Open data is still weak but growing strong. I have written a few fairly random points covering the weak points, in which open data may need to grow.

  • With the Open Government Partnership, open data is losing its edge. Open data is being assimilated into the current bureaucratic structures. It might be about time to reignite the subversive potential of open data.
  • There is no long-term commitment to open data. All activity in the domain seems to be fragmented in small projects that do not last long, nor do they share results. We need to find ways to make projects outlive their funding. Open data has an attention deficit disorder.
  • What makes open data weak and strange will not get engineered away. Better tools will not solve the inherent issues in open data, albeit they might help to grow the open data community in order to be able to solve those. Even though open data might be broken, we should not try to fix it, we should try to grow it to fix it itself.
  • People are getting lost on the way to realization of the goals of the open data movement. They fall for the distractions encountered on the way and get enchanted by the technology, a mere tool for addressing the goals of open data. People get stuck teaching others how to open and use data, while themselves not doing what they preach. People stop at community building, grasping for momentum using social media.
  • There is a legal uncertainty making people believe that taking legal actions is not possible without having a lawyer holding your hand. People are careful not to breach any of their imagined implications of the law. Civil servants are afraid to release the data their institutions hold, citizens are afraid of using data to effect real-world consequences.

2012-10-03

State of open data in the Czech Republic in 2012

During the Open Knowledge Festival 2012 in Helsinki I presented a lightning-fast two minutes summary of four key things that happened with open data in the Czech Republic. Here is a brief recap of the things I mentioned.

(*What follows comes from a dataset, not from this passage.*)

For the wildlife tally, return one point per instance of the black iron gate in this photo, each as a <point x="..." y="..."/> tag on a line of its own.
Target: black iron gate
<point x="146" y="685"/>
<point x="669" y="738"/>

One of the most tangible results of the open data community in the past year was the launch of a national portal called “Náš stát” (which stands for “Our state”). It provides an overview of a network of Czech projects working towards improving Czech public sector with applications and services built on top of its data. What turned out to be one of its main benefits is that it started unifying disparate organizations that are often working on the same issues without knowing they might be duplicating work of others, and we will see in the coming years if it becomes the proverbial one ring to bind them all.

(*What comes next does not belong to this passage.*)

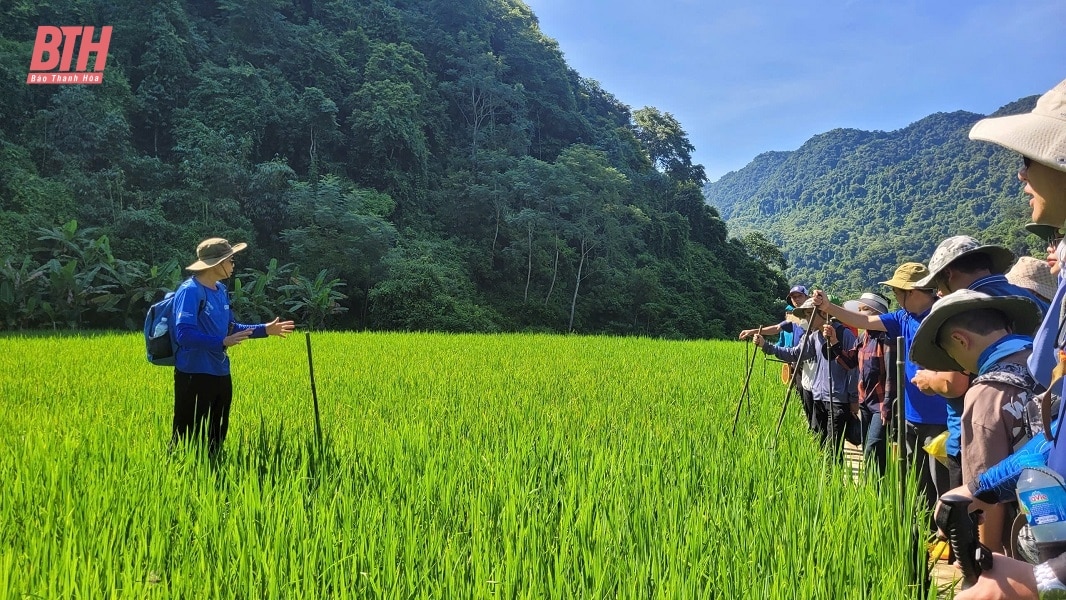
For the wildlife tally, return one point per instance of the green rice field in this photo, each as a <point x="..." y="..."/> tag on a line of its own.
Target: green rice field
<point x="513" y="466"/>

A Czech local chapter of the Open Knowledge Foundation was conceived and started its incubation phase. So far, we have managed to run several meetups and workshops, yet still, we have failed to involve a sufficient number of people contributing their cognitive surplus to the chapter in order to be able to sustain it in the long-term.

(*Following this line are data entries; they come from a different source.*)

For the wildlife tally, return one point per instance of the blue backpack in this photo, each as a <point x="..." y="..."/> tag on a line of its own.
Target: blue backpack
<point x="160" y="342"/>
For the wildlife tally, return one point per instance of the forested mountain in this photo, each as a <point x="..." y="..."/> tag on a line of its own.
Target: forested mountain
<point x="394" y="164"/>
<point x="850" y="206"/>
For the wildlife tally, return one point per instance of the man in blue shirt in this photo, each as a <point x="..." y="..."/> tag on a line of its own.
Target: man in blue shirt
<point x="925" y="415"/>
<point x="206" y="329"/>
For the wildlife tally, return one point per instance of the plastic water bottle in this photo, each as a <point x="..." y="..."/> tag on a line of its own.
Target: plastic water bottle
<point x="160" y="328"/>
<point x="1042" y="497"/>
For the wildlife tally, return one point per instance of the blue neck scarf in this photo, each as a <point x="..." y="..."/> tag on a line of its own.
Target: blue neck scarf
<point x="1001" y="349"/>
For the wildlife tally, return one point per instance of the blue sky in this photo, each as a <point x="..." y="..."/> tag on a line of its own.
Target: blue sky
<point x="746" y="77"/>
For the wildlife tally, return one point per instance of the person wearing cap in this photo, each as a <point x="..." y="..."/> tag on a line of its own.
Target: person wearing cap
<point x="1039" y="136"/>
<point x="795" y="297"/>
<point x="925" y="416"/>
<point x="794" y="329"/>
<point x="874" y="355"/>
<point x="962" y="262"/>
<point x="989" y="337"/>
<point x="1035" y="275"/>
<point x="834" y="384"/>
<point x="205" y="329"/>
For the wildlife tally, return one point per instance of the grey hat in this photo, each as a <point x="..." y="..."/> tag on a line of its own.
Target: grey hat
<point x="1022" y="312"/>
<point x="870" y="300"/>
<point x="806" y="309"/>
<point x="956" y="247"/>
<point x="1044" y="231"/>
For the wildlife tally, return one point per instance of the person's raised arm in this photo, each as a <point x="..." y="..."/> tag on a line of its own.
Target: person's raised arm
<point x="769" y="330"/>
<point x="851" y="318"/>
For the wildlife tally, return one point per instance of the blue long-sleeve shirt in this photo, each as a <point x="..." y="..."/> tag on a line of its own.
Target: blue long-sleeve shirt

In this year data-driven journalism has appeared in mainstream news media. Inspired by the Guardian's Datablog the data blog was set up at iHNed.cz. The blog has become a source of data-driven stories supported by visualizations that regularly make it on the news site's front page.

Arguably, the main thing related to open data that happened in Czech Republic during the past year was the commitment to the Open Government Partnership. Czech Republic has committed to an action plan, in which opening government data plays a key role, encompassing the establishment of an official data catalogue and release of core datasets, such as the company register. On the other hand, there is no money to be spent on the OGP commitments and the list of efforts to date is blank. Thus the work on the implementation of commitments in mainly driven on by NGOs, which is very much in line with the spirit of “hacking” the Open Government Partnership.

To sum up, there have been both #wins and #fails. We keep calm and carry on.